Before the test, Ms. Moser made two lists of life goals. Under “if negative,” she wrote married, children and Ireland. Under “if positive” was exercise, vitamins and ballroom dancing. Balance, in that case, would be important. Opening a bed-and-breakfast, a goal since childhood, made both lists.

In the weeks before getting the test results, Ms. Moser gave Ms. Elio explicit instructions about acceptable responses. If she was negative, flowers were O.K. If positive, they were not. In either case, drinking was acceptable. Crying was not.
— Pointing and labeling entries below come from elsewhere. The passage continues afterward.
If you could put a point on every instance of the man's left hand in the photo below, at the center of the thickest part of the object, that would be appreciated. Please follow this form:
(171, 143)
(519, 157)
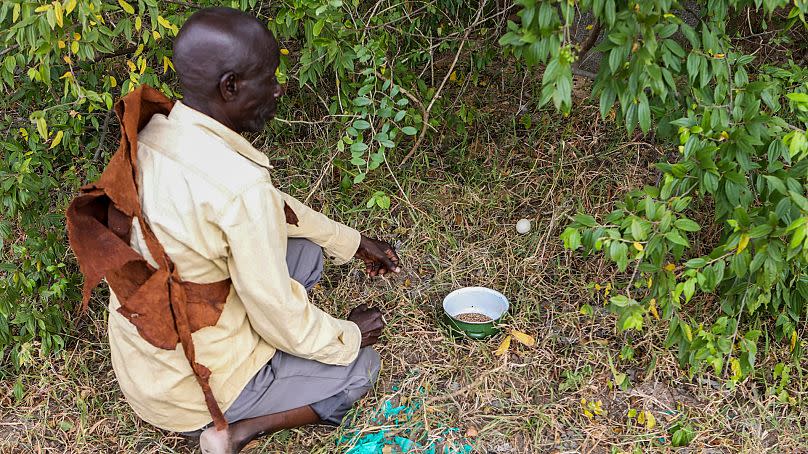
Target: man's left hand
(379, 257)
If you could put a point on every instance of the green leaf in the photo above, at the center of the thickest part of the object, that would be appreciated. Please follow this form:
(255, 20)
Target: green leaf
(696, 263)
(358, 147)
(674, 237)
(760, 231)
(644, 113)
(572, 238)
(638, 231)
(687, 225)
(585, 220)
(361, 125)
(318, 27)
(126, 7)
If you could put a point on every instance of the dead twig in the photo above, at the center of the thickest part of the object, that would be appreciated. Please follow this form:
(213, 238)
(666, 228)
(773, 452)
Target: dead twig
(442, 84)
(104, 130)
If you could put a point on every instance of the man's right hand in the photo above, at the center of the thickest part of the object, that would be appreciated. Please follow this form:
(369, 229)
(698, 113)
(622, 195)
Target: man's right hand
(370, 323)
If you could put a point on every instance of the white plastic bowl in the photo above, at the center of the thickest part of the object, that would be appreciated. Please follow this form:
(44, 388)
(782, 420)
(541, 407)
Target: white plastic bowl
(481, 300)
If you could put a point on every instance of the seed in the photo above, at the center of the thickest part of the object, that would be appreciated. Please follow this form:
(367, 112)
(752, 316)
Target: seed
(473, 317)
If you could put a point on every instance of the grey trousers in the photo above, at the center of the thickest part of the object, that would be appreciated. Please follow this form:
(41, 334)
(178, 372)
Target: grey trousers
(288, 382)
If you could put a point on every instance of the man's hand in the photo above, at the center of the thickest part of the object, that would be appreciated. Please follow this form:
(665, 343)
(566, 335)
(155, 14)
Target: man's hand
(370, 323)
(378, 255)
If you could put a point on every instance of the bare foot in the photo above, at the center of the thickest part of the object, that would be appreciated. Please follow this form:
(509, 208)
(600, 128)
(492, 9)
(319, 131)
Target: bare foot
(214, 441)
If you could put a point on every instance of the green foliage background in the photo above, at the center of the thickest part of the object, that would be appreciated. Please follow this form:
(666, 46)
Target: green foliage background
(739, 124)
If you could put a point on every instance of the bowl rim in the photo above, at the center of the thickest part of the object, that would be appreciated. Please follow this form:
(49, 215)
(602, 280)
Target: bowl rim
(476, 288)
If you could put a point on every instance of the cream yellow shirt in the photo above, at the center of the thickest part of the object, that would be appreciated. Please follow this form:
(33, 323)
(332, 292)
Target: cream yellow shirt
(208, 196)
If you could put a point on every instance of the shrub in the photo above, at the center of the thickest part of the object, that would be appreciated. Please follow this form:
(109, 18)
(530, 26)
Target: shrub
(742, 151)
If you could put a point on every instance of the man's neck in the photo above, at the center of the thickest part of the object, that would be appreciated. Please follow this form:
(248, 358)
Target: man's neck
(212, 110)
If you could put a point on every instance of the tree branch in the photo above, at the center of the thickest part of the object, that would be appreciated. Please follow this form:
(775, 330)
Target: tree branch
(590, 41)
(8, 49)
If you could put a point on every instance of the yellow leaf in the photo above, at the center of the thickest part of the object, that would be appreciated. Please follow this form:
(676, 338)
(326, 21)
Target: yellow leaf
(652, 308)
(42, 128)
(523, 338)
(57, 9)
(162, 21)
(504, 346)
(735, 365)
(167, 64)
(650, 420)
(126, 7)
(57, 139)
(743, 243)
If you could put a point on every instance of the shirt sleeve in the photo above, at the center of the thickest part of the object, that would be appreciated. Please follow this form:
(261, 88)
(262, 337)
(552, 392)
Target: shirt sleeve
(339, 241)
(277, 306)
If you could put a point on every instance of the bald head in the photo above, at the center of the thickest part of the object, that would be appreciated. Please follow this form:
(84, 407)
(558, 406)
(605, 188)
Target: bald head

But it was Ms. Elio’s husband, Chris Elio, who first broached the subject of taking care of Ms. Moser, whom their young children called “my Katie,” as in “this is my mom, this is my dad, this is my Katie.” They should address it before the results were in, Mr. Elio told his wife, so that she would not feel, later, that they had done it out of a sense of obligation.

The next day, in an e-mail note that was unusually formal for friends who sent text messages constantly and watched “Desperate Housewives” while on the phone together, Ms. Elio told Ms. Moser that she and her husband wanted her to move in with them if she got sick. Ms. Moser set the note aside. She did not expect to need it.

‘It’s Too Hard to Look’

The results had come a week early, and Ms. Moser assured her friends that the “Sex and the City” trivia party she had planned for that night was still on. After all, she was not sick, not dying. And she had already made the dips.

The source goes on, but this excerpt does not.